Alat musik tradisional Kebangru’an ini terdiri atas Alat Petik semacam guitar tradisional (Penting : Sasak), Biola (Piul : Sasak), Gidur (Beduk ukuran kecil), Gendang, Rencek, Seruling (Suling : Sasak), dan Gong. Alat musik tradisional Kebangru’an tersebut dibuat juga oleh para seniman secara otodidak sampai saat ini.

Setidaknya, ada 6 orang tokoh yang konsen meneruskan pelestarian produk seni budaya musik tradisional yang sampai saat ini hanya ada di Dusun Benyer Desa Telaga Waru Kecamatan Pringgabaya Kabupaten Lotim. Untuk seterusnya memiliki hak cipta/paten sebagai milik Lembaga Menduli Selayar Dusun Benyer Desa Telaga Waru Kecamatan Pringgabaya dan menjadi bagian dari khazanah deretan music tradisional daerah Nusa Tenggara Barat. Ke 6 orang tokoh  tersebut adalah  Amit (lahir tahun 1907), Deli (lahir, tahun 1934), Masdah (lahir, tahun 1945), Nursilah (lahir, tahun 1945), Mualif (lahir, tahun 1950), dan Rihin (lahir, tahun 1966).

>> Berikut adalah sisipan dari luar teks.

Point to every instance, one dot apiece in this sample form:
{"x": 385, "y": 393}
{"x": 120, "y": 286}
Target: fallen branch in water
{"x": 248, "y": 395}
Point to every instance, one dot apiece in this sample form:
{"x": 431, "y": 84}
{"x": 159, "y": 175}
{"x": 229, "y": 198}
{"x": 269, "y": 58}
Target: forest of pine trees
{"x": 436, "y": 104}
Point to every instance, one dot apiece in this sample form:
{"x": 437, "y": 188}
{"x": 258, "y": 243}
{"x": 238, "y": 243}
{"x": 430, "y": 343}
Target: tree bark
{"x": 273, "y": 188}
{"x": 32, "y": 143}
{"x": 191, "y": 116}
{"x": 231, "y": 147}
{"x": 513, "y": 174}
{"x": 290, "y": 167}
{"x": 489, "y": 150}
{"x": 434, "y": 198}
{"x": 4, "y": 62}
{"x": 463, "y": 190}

Pimpinan Lembaga Menduli Selayar, Rihin, Rabu (13/2/19), menyampaikan bahwa, musik tradisional Kebangru’an dilestarikan dan dalam binaan Lembaga Menduli Selayar yang dia pimpin saat ini.

“Pada intinya, dalam masa sekarang ini, musik tradisional Kebangru’an tampil dalam nuansa yang syarat dengan nasehan dan pesan-pesan positif termasuk dalam menumbuh-kembangkan karakter generasi muda yang cinta budaya kearifan local dan proaktif dalam akselerasi pembangunan,” kata Rihin, dihubungi via telepon selulernya. Rihin saat ini bertugas di Polda Provinsi Nusa Tenggara Barat.

Rihin menjelaskan, ending dari musik tradisional  yang dipimpinnya adalah membentuk insan dan generasi muda yang cinta budaya kearifal lokal, sebagai bagian dari khazanah budaya nusantara dan perekat utuhnya NKRI.

“Karena itu, dalam penampilan musik tradisional Kebangru’an menyuguhkan materi syair/nasyid/lawas yang bersumber dari kitab kuning, termasuk dari  kitab hikayat dan sejenisnya,” terang  Rihin. “Saat ini, kami sedang latihan secara intens untuk pementasan tanggal 22 Februari di Taman Budaya Mataram,” imbuhnya.

Sementara itu, Hasanuddin, salah seorang pemain musik tradisional Kebangru’an menyampaikan pengalamannya. Kata dia, grup Menduli Selayar dengan pemain 12 orang, di antaranya ada 2 orang perempuan.

Kelompok ini sering mentas di Gedung Taman Budaya Mataram, TVRI, dan atas undangan dari instansi dan para pejabat yang mengadakan acara gawe (perkawinan, selamatan hitanan, dan lainnya). Nanti jelang tanggal 22 Februari 2019 semua anggota grupnya yang berada di Desa Telaga Waru akan berangkat bersama-sama ke Mataram.

“Kita berangkat bersama-sama nanti dengan mobil Pak Camat Pringgabaya.  Jadi,  saat ini sebagian besar anggota Group sedang berlatih di Gedung Taman Budaya Mataram,”  kata Hasanuddin (Kus).